Душа миссъ Бемисъ одновременно наполнилась состраданіемъ и еще другимъ чувствомъ, какое бываетъ у энтомолога, неожиданно открывшаго рѣдкую букашку.
— Спросите его, сколько бы нужно было денегъ, чтобъ пополнить его прилавокъ товаромъ, — прямо приступила она.
Сѣрое лицо ребъ Эліезера покрылось краской, и онъ отвѣтилъ, заминаясь:
— Сколько? Быть можетъ, цѣлыхъ пятнадцать долларовъ! Хоть бы десять было!..
Когда миссъ Бемисъ взялась за кошелекъ, старый переписчикъ скрижалей даже перемѣнился въ лицѣ и отвелъ глаза въ сторону.
Не успѣли обѣ дамы отойти, какъ торговцы со всѣхъ сторонъ обступили ребъ Эліезера.
— Сколько она вамъ дала? — жадно спрашивали они.
— Сколько! — передразнилъ онъ. — Меньше ста долларовъ, не безпокойтесь.
— Чего вы боитесь сказать? Развѣ мы отнимемъ?
— Боюсь! Чего мнѣ бояться? А только къ чему приставать: сколько да сколько?
Одна торговка рыбой сказала, что знаетъ ту изъ двухъ дамъ, что повыше ростомъ.

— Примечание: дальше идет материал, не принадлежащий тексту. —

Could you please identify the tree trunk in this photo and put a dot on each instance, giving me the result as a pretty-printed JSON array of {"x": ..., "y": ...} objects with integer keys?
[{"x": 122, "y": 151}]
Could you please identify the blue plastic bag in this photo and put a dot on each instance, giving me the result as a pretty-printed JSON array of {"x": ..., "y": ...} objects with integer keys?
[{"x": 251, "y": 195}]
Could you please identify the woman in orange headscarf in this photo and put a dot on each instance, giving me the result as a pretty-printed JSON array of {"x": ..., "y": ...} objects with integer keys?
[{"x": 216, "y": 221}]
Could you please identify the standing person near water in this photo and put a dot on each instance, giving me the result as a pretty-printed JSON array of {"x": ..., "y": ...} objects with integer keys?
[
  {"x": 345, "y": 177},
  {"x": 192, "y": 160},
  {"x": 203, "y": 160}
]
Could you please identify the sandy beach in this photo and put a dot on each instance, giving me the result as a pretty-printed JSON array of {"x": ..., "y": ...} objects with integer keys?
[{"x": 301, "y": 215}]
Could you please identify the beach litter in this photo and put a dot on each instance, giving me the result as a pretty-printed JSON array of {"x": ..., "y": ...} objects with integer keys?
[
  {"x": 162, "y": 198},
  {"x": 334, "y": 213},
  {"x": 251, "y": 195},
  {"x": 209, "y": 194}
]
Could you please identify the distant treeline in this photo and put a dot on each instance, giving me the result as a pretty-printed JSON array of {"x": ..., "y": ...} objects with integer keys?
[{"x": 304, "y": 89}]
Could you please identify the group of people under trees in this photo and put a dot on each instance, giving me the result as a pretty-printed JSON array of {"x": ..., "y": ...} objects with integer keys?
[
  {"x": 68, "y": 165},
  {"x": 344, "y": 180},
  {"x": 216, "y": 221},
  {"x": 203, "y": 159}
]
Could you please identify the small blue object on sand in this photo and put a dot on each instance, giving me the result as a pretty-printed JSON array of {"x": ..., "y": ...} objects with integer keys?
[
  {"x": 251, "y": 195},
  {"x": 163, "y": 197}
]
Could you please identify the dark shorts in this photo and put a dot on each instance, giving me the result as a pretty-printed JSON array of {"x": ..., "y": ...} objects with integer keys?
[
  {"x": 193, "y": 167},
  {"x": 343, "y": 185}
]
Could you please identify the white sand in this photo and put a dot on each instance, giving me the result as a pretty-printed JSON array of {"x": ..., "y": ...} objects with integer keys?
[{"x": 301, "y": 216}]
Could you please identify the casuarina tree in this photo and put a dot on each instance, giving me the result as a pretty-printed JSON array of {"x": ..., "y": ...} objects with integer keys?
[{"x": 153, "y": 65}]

— Она изъ того дома въ слѣдующемъ кварталѣ, — объяснила она, — гдѣ съ дѣтьми возятся; еще гдѣ ихъ учатъ, чтобы они держались, какъ паны, понимаете.. Онѣ тамъ всѣ христіанки, но лучше, чѣмъ алмазъ. Сколько же она вамъ дала, ребъ Эліезеръ? — вкрадчиво закончила она.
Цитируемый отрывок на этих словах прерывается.